Strange to see the White House taking a victory lap on the latest economic data, which show consumer prices rose 5% over the last year and 0.1% in March. Those numbers seem good only compared to inflation, which peaked last year at around a 9% annual rate.
Biden and the big spenders in Congress are now arsonists in firemen’s clothing, taking credit for extinguishing their own inferno. As the government spent, borrowed and printed trillions of dollars it didn’t have, it vastly expanded the amount of money without a commensurate increase in the size of the real economy.
That devalued the dollar, a necessary step in the massive wealth transfer from the people to the government, a process better known as inflation.
The administration is using technicalities to pass this data off as a win. For example, an official statement from Biden said “wages [are] now higher than they were 9 months ago, after accounting for inflation.” That is true, but it is damning with faint praise because nine months ago is the only point in his presidency when real wages were lower than they are today.
By June 2022, wages adjusted for inflation had fallen 5.2% from when Biden took office. The latest data show real wages are down 5.1% under Biden. In other words, you are still demonstrably poorer, just slightly less so.
And that is despite very robust nominal earnings growth of about 10% since January 2021. Even that relatively fast rise in wages has been outpaced by consumer prices, which are up about 15% in that same time.
Worse yet, the supposed victory for which Biden is taking credit comes as the economy faces other headwinds.

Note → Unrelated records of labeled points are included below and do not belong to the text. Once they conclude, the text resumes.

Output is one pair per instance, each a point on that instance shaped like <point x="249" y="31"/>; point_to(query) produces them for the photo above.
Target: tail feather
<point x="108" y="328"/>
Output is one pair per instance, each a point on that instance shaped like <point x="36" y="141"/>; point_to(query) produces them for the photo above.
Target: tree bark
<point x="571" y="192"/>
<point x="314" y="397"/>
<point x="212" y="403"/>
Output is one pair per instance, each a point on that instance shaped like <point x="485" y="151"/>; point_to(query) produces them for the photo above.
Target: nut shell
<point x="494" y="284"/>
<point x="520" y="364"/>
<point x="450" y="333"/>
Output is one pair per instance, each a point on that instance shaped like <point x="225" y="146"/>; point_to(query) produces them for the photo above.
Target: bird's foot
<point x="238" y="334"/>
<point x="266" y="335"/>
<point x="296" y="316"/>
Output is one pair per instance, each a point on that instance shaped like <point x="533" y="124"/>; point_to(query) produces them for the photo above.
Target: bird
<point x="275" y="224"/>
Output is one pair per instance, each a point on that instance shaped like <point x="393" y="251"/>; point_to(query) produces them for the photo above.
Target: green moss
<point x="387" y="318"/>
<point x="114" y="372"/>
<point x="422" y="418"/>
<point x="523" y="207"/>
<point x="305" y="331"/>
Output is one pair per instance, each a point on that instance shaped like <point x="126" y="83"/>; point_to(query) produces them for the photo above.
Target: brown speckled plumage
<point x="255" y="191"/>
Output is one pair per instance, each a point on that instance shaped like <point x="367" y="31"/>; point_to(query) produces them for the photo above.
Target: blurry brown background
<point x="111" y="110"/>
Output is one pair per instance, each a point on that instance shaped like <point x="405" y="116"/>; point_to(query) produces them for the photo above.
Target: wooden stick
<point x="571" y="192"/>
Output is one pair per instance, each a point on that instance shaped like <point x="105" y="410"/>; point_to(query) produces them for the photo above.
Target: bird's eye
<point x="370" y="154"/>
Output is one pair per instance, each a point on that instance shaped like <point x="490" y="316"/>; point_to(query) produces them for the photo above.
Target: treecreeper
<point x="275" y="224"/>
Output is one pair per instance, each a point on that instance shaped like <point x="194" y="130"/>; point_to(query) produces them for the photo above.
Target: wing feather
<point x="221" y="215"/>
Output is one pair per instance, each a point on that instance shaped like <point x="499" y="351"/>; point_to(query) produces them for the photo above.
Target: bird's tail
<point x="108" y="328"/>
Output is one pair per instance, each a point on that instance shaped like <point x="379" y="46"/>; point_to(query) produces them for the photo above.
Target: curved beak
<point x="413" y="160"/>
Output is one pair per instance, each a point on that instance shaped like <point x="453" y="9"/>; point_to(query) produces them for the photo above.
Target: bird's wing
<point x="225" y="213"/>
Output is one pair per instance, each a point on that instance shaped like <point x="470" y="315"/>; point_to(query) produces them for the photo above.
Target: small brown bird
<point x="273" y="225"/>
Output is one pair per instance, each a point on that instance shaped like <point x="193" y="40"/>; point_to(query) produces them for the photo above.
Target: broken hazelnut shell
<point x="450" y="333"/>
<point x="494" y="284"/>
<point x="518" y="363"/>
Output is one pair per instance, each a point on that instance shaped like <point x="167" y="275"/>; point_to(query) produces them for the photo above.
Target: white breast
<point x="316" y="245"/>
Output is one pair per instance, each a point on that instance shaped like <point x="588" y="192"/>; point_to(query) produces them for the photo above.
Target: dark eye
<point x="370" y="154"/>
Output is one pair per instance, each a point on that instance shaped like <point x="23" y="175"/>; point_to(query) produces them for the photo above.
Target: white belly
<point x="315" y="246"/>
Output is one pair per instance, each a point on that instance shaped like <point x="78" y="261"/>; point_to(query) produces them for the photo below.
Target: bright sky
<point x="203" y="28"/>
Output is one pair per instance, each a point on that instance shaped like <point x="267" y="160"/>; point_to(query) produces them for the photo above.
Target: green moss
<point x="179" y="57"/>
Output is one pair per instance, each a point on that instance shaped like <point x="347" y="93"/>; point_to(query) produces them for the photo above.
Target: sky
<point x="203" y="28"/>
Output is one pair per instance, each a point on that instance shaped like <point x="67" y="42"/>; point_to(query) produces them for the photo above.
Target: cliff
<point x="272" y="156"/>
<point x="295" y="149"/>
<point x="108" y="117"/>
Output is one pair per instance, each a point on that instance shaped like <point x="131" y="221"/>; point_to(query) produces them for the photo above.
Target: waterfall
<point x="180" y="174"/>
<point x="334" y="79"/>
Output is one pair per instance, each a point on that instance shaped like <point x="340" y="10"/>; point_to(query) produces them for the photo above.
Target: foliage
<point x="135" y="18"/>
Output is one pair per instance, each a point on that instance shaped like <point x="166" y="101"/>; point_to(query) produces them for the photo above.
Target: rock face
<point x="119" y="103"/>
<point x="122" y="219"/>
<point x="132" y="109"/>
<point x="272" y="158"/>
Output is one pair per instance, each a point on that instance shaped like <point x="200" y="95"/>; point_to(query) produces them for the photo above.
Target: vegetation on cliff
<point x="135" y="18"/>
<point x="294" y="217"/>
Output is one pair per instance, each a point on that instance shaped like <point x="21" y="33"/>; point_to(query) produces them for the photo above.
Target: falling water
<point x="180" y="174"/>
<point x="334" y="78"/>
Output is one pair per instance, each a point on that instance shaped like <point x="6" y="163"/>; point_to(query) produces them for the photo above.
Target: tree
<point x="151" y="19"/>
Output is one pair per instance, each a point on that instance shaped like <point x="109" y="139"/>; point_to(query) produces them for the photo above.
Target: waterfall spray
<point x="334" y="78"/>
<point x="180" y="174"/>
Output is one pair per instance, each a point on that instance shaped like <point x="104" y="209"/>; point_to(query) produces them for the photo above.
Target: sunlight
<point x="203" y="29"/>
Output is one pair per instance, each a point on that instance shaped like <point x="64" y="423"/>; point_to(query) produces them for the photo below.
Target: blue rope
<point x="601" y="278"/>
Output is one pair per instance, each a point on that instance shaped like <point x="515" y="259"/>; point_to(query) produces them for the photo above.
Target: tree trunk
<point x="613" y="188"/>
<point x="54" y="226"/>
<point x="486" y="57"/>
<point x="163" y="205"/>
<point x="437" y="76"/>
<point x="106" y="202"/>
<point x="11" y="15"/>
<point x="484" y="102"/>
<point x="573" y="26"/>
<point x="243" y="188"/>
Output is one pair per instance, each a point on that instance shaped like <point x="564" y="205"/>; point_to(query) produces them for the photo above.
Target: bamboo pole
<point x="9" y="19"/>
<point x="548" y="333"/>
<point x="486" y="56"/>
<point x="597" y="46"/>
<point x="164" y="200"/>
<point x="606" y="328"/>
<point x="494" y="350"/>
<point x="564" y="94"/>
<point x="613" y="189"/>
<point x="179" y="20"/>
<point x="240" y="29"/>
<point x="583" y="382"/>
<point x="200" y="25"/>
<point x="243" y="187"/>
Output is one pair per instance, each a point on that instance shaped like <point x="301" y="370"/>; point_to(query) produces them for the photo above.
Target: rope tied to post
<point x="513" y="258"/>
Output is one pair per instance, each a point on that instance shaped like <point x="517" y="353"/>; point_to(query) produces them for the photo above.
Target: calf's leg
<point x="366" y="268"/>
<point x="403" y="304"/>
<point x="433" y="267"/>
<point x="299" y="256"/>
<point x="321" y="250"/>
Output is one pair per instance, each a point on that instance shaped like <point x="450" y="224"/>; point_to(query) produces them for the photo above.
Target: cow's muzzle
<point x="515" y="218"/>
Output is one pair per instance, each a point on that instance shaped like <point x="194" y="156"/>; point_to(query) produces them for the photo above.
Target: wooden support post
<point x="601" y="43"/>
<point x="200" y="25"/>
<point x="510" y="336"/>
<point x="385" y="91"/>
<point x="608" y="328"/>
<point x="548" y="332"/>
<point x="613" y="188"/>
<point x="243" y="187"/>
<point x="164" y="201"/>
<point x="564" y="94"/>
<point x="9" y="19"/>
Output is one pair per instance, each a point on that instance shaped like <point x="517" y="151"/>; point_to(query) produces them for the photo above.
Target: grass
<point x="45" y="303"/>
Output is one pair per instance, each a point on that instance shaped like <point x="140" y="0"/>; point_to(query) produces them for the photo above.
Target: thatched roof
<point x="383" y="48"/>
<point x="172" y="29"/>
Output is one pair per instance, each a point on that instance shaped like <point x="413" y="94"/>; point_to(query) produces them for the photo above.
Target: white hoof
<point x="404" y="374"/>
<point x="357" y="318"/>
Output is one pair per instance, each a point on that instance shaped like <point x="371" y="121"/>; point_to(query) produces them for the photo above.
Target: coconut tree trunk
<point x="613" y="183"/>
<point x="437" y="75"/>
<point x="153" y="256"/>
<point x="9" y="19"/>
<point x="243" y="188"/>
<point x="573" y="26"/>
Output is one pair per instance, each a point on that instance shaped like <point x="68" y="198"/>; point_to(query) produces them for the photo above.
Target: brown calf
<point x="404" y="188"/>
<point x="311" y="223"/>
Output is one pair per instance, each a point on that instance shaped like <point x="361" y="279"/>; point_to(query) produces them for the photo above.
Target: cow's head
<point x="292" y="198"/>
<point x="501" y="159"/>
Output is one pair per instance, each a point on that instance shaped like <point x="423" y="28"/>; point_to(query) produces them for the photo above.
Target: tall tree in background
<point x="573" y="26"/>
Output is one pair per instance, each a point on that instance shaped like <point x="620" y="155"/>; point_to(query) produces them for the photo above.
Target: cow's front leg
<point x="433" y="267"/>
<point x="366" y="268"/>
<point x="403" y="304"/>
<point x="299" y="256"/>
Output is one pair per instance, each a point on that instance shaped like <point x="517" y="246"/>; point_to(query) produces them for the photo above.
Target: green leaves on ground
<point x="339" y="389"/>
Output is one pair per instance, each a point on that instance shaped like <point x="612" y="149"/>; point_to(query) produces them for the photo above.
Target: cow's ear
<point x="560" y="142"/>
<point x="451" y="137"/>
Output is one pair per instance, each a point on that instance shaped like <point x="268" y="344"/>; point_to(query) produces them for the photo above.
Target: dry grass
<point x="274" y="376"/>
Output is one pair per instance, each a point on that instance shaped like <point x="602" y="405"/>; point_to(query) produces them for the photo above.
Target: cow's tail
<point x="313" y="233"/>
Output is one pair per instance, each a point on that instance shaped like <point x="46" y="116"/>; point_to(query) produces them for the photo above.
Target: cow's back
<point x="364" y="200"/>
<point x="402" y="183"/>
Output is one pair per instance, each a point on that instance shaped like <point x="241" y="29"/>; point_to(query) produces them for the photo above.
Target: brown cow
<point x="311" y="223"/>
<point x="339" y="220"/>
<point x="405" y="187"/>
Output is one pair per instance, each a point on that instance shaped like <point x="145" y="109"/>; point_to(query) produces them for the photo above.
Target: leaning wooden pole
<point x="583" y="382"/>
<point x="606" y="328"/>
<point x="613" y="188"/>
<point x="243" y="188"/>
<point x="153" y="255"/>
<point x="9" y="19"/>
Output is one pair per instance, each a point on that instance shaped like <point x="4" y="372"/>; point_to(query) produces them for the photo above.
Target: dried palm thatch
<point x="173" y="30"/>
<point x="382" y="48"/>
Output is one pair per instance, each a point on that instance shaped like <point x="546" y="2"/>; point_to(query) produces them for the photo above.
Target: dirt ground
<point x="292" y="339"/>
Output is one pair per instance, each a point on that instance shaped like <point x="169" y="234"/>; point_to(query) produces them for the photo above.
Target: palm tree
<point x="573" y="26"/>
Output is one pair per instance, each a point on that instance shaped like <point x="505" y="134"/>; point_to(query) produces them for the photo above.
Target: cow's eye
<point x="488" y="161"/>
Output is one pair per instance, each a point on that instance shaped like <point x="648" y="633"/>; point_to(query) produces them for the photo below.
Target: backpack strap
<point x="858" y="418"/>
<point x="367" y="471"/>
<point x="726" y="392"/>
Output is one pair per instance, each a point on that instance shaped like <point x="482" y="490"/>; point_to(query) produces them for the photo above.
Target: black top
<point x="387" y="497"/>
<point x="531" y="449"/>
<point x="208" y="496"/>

After depleting the Strategic Petroleum Reserve (and reneging on a promise to refill it) while also hamstringing domestic production, the administration has left America vulnerable to the whims of the OPEC+ nations, which recently decided to cut production.
That will put upward pressure on energy prices, which will increase other prices throughout the economy.
And there are scarier problems at the Federal Reserve, which has been “sterilizing” $6 trillion in freshly printed cash, essentially quarantining that money in its vaults to prevent that liquidity from circulating in the economy.
That has helped to keep a lid on inflation while providing money for the spendthrifts in Congress and the White House, but it’s not sustainable.
The Fed is paying $800 million a day in interest to banks and hedge funds to keep this charade alive, and that’s money the Fed is creating out of nothing. In other words, the Fed is now fueling inflation in the name of fighting it.
Simply put, the Fed faces major risks as it unwinds its balance sheet. A line from Thomas Jefferson perfectly sums up the predicament in which Congress, the White House and the Fed have placed America: “We have the wolf by the ear[s], and we can neither hold him, nor safely let him go.”
And on top of the issues with the Fed’s balance sheet, the banking system is still in the shadow of the failure of Silicon Valley Bank.
Over $100 billion has moved from regional banks to the biggest banks in the wake of SVB’s collapse as the government has haphazardly extended deposit insurance to stem the run. If banks anticipate more stress and pull back from lending, it could further hamper growth.
Inflation has slowed only because the growth in federal spending has slowed. Looming economic problems suggest this is merely a lull in the fight against inflation, not time for a victory lap.
The White House and Congress must act immediately to cut spending and stem the damage from additional inflation in the months and years to come.